Second, be organised and prepared but try not to panic. Write practical lists of essential items you need to buy so they're available at home during lock down or self-isolation. When you go to the shops, if it’s chaos and making you feel anxious come away and try again when it may have calmed down. Think about any friends, family, neighbours you could call on for supplies should a time arrive that you can’t get them yourself. There may be local COVID19 groups set up to support people who need help with essentials, many of which can be accessed via Facebook.

Third, breath! This may sound like a pretty obvious concept, however, by focussing on our breathing we can begin to identify when we need to take a step back and refocus our minds away from an anxious situation. There is a mass of breathing techniques and meditation styles out there, for me personally I find that just focussing my mind on deep breaths in and out can usually calm my mind if I can identify anxiety coming early enough. If I need something a little more intense, I use the 7-step process, this has various different approaches, however for me I find it works best by,

  • Sitting in a quiet comfortable place if possible, although this can do be done almost anywhere.

  • Closing your mouth

  • Breath in through your nose slowly and begin inhaling, while visualising these breaths as steps upwards to the count of 7.

  • Breath out through your mouth, slowly, and in reverse of the previous step visualise exhaling back down those steps to the count of 11.

  • After a few moments you should start to feel calmer by having taken your minds focus of the anxiety and bringing your breathing to the forefront of your mind.

Understandably these types of breathing techniques do not work the same for everyone, and it may be a case of trial and error for choosing the best methods for you personally. There lots of apps, websites and blogs dedicated to this, so read and find what way works best for you.

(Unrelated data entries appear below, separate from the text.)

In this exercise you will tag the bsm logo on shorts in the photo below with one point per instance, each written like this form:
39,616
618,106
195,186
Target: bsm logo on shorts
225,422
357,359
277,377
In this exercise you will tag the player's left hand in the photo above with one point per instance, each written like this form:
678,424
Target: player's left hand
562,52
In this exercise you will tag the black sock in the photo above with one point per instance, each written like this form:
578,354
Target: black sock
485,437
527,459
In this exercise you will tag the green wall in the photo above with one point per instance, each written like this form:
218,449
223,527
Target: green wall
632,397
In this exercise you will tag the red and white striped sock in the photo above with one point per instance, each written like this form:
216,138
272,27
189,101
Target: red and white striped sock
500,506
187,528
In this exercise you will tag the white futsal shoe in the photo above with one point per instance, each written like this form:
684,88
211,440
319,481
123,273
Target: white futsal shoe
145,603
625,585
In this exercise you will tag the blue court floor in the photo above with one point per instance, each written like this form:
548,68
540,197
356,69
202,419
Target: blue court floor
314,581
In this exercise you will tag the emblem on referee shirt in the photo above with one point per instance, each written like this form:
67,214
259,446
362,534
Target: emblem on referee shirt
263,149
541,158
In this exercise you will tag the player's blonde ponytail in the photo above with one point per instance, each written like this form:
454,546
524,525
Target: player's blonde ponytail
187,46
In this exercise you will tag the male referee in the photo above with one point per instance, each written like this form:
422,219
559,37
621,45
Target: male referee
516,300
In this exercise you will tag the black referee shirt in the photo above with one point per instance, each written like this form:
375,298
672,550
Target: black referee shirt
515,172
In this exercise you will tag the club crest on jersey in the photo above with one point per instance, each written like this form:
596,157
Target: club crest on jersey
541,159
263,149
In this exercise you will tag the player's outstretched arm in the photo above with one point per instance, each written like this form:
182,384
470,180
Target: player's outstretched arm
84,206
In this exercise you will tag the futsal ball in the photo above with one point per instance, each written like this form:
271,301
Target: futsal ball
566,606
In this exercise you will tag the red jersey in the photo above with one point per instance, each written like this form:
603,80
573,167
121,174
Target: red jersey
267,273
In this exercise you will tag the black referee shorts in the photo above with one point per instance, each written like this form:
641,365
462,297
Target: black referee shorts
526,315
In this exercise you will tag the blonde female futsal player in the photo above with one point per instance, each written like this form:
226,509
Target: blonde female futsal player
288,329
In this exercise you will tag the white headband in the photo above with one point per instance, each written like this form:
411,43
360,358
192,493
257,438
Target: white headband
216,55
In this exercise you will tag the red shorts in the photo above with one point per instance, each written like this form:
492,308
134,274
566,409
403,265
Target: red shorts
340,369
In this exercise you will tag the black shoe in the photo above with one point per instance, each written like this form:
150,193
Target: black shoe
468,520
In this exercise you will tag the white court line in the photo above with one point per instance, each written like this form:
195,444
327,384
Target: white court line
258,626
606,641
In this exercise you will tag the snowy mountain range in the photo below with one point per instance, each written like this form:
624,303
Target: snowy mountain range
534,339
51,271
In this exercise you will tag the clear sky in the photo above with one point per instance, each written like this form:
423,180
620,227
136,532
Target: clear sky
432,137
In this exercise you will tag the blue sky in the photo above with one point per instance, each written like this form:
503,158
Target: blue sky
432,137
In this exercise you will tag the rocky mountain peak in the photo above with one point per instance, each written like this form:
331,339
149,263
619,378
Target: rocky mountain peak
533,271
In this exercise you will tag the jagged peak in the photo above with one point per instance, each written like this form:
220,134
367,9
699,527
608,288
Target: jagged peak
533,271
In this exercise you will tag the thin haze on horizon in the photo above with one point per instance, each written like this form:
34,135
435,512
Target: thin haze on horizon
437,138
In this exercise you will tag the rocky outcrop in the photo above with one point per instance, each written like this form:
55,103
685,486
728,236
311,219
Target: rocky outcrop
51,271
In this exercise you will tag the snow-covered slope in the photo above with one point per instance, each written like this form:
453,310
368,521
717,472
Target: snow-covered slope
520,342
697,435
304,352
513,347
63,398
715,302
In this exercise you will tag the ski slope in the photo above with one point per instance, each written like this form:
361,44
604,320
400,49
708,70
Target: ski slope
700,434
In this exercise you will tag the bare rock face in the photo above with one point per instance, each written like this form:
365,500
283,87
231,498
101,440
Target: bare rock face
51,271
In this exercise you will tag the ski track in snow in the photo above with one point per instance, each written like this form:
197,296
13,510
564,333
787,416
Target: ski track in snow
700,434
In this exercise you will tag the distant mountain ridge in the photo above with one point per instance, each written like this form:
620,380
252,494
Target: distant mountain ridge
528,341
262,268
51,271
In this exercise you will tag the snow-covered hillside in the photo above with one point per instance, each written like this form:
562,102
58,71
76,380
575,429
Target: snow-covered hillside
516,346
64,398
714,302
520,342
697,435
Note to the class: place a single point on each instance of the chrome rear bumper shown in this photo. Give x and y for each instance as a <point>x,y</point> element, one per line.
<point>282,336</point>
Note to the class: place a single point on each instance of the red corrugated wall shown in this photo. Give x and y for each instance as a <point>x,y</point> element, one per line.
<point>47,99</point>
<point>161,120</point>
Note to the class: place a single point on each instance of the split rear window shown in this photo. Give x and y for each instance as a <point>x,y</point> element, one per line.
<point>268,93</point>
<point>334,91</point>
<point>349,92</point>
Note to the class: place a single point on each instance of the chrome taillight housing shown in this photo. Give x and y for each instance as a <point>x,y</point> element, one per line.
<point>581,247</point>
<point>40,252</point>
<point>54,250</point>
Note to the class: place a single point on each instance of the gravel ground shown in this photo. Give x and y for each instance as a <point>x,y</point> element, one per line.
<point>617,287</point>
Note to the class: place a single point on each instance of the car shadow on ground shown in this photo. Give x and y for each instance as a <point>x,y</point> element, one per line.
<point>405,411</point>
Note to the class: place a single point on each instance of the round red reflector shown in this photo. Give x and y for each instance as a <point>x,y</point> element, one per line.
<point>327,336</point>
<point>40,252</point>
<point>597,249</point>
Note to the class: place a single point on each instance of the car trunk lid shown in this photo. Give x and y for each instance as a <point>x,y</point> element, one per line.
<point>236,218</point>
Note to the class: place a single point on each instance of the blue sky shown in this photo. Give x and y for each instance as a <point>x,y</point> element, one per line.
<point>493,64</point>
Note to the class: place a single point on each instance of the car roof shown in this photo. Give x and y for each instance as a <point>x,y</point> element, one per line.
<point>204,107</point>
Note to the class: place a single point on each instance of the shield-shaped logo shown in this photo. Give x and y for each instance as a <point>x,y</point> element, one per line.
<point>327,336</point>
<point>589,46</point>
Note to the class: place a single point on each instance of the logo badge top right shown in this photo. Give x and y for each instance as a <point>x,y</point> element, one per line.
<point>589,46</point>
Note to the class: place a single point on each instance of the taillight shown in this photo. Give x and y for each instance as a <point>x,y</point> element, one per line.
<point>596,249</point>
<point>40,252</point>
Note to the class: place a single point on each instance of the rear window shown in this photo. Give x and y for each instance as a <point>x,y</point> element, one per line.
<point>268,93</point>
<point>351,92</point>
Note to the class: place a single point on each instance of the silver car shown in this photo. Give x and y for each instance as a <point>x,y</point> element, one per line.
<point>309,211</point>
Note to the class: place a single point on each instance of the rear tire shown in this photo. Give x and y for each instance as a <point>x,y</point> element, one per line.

Fourth, should the time arise of self-isolation or now during lockdown, plan some indoor activities. Although time spent away from work, family and friends is not always ideal, it can be used as time of self-reflection and relaxation. Things to consider,

  • Use the time to read that stack of books you’ve been wanting to read.

  • Start that art piece you’ve been thinking about.

  • Start working on those small-scale home improvements.

  • Start that blog you’ve been thinking of writing.

  • Binge watch all those box sets you’ve had your eyes on.

  • Use you tube videos for yoga or other types of exercise you can do from your front room or if possible, your garden so your still getting fresh air.

Lastly but possibly the most important, stay connected with all your loved ones. If you can’t have physical contact use facetime, phone calls, texts, or even write to them. If you're lucky enough to have your family under the same roof, then this is the ultimate opportunity for quality time together but make time for yourself too if you need it.

  • Play board games/cards etc

  • Take the time for deep and meaningful conversations about your most passionate subjects.

  • Have endless kitchen discos to your favourite music.

  • Read together

  • Laugh together

  • Take care of each other

Above all else in these periods of worry and uncertainty, reflect on what and who is most important. Check in on all your loved ones. Use this time to appreciate each other, connection is so important, we are all in this together.

Take care, stay safe and look out for each other,

Jen x

Author's Bio

 

My name is Jennifer Bates. I work with Children and Young People in a therapeutic manner to help support them in building aspirations. I’m trained to level 4 in counselling and I’m currently studying full time for a BA (Hons) Degree in Childhood and Youth Studies. Having 4 children and a very busy life, I enjoy spending time with my crazy bunch of friends and writing in my spare time to help relax my mind.